I repeated this for the next two steps making sure to line up each brick with the top step. I also made sure to align the end corner pavers so that they hung over the edge of the step by about 1/2 inch. I did this because I wanted the pavers on the sides to be flush with the side of the steps. Once the corner pieces were installed, I applied single. pavers to the top of each step to line up with the corner pavers. I could have used other paver layouts than this, but I thought that this looked really good.
I moved onto the sides of the steps, arranging the pavers vertically in rows. I cut down the first several on the top to line up with the step. I ended the pattern with some horizontal pieces along the bottom on the steps. during this process, I had to use thicker adhesive and press/hold a bit to keep the pavers from sliding down. After this was done I let the tile adhesive set for 24 hours.
During the process of laying my pavers, there were several corner pieces that broke. After running about six short on these pieces, I was able to use the tile adhesive and use them with no issues. Ordering a new box was an option, but I only needed six pieces which felt silly. I mixed the fixed pieces throughout the steps (and on the edges where there will be less foot traffic) and they are not even noticeable!

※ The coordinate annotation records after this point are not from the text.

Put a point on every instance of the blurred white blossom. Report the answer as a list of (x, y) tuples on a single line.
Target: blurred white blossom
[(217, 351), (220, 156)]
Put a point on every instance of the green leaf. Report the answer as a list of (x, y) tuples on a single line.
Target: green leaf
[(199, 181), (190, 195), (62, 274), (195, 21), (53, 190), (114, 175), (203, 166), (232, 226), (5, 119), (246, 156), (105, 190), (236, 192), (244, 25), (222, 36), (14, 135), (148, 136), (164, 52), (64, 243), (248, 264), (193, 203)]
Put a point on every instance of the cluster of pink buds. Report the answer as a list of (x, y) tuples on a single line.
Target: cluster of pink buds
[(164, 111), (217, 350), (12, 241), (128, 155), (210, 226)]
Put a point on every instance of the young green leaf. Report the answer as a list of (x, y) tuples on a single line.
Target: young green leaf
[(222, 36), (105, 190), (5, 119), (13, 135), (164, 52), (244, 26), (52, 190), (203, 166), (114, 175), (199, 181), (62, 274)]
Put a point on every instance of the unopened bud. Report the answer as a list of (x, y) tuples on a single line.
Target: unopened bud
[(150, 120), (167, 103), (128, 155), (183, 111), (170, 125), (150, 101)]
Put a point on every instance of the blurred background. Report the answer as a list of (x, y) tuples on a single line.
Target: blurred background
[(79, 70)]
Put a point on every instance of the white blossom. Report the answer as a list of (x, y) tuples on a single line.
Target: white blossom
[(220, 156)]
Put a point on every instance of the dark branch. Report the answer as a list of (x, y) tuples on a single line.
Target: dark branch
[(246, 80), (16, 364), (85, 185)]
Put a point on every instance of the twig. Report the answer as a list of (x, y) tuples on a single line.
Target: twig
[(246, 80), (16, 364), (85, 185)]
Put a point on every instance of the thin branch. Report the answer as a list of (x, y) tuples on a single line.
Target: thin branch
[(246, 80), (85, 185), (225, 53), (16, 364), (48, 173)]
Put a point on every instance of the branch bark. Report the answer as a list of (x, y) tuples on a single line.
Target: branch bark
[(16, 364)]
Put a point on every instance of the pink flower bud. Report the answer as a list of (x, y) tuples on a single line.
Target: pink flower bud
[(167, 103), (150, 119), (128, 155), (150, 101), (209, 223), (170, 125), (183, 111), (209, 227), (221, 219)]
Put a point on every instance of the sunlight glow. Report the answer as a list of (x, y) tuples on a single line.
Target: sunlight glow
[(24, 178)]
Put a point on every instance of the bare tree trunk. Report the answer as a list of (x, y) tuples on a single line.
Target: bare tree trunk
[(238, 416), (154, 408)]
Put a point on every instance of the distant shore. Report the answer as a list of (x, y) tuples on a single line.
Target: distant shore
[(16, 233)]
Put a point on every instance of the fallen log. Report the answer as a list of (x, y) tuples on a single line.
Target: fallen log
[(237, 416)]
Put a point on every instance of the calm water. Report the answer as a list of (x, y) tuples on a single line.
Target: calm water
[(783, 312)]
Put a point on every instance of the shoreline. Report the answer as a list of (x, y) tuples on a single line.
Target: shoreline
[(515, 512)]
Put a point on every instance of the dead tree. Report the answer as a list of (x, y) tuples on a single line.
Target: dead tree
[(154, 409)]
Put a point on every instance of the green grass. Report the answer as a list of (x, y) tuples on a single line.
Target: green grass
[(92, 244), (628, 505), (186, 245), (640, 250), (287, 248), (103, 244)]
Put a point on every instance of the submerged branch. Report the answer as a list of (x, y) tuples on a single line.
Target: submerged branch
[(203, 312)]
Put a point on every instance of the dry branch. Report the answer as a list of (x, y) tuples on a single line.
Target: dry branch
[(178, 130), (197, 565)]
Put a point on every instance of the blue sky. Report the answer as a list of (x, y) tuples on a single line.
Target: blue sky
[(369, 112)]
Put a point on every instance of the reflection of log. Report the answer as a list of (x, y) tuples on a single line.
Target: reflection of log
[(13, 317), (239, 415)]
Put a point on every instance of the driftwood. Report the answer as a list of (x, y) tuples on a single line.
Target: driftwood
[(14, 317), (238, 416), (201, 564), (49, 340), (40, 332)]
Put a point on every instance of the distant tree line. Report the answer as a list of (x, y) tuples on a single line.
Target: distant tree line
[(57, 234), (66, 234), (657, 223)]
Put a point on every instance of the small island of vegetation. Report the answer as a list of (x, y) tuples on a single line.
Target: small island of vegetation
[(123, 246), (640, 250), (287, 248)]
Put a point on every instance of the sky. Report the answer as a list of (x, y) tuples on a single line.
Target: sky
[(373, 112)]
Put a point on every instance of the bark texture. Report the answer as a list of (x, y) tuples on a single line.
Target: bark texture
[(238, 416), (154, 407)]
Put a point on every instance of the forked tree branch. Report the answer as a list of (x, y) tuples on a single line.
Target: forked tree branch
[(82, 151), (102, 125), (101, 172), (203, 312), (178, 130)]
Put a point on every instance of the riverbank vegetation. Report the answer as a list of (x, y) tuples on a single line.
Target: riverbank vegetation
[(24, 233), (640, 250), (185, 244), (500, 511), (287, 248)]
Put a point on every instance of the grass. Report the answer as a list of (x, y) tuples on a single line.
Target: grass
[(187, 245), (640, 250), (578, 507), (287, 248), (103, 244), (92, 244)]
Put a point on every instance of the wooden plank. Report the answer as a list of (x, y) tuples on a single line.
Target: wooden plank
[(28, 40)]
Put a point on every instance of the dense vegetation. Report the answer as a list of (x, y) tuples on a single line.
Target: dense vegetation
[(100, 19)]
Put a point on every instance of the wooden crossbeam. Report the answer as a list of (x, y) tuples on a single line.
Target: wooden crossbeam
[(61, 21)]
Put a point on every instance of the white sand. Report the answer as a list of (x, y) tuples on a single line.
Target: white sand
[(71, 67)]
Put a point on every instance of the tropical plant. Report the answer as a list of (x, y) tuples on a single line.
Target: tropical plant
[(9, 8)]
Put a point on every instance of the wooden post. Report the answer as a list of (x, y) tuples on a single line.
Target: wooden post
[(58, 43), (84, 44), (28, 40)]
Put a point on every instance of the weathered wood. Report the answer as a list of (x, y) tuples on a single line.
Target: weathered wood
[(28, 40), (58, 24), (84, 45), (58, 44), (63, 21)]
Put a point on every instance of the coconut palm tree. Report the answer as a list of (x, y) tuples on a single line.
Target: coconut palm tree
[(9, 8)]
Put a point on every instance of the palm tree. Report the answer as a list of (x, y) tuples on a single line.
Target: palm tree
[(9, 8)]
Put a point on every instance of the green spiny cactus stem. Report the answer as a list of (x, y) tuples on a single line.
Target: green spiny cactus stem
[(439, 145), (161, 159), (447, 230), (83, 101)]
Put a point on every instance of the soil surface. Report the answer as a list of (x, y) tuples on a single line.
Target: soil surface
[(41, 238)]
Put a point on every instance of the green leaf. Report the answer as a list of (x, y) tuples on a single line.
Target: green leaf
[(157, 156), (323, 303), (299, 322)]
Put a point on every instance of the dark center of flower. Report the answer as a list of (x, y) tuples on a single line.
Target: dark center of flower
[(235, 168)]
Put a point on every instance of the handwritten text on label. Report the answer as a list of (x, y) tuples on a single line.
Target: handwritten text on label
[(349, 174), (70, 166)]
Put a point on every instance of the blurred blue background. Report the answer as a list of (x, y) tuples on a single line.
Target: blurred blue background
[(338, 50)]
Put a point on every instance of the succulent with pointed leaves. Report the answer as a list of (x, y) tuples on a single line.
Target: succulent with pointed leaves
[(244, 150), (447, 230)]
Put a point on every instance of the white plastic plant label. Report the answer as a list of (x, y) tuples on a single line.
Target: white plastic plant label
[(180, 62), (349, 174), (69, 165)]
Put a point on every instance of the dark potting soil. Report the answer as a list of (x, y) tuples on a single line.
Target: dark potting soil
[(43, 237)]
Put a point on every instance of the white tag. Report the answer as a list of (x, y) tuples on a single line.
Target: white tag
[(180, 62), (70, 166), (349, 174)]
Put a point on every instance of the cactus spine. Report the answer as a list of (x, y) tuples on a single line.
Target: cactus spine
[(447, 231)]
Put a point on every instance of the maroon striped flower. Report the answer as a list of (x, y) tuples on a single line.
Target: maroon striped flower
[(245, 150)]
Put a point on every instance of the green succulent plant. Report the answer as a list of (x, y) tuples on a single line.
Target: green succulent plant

It took me a while to figure out the best method for this. I’m still not convinced that I even figured that out. But, I will share what worked best for me and some ideas that I think could also work even better!
I gathered my supplies and began mixing the grout (I used this All-in-one grout in the color Pewter) with water until thick and creamy like frosting. I used a trowel to scoop my grout into my piping bag. I began working in sections and squeezing the grout into the cracks. I found that it worked the best when the grout was filled just up to flush (or slightly more) with the pavers. Anything more than that gets messy. After filling cracks in a section ( I worked my way the entire width of my porch by about 3-4 feet), I let the grout sit to firm up a bit. This is HUGELY important. I then went back and lightly scraped the excess grout with my fingers. After this was complete, I used a wet sponge to press the grout down and smooth it out. Afterward, I went behind to clean up the grout from the brick surface with a wet sponge.
This process was very time consuming and messy. At the end of it all I was left with some significant grout haze. However, I was able to successfully clean that off with my pressure washer once the grout was dry.
As I said before, I am not sure that this was the best method. It was very time consuming and VERY messy. After some research, I found that there is a specific tool for this job that makes it a breeze. Although I did not try it on my porch so I am not sure, a friend of mine shared that she used this method and it worked great! I wish that I knew about this before starting my porch. THIS tool (brick jointer). It is made specifically for this job. The trick with using it is that you have to wait until the grout is pretty firm. Once the grouted section is ready, you use this tool to scrape the grout, and a brush away excess grout with a bristle brush.
Brick Pavers – $1,090 (about 100 sq. ft)
Tile Adhesive – $ 100
Grout – $120
Tile Saw – $130
Trowels/Piping Bag – $30
Sponges/Bucket/Scrubber – $20
TOTAL – $1,490
This was definitely one of my most difficult (and most costly) projects. But I truly love how it turned out and think that it added so much character and warmth to our exterior! It really looks like it has been here for YEARS which is exactly what I wanted. Maybe one day (when I recover from this) I will take on that walkway!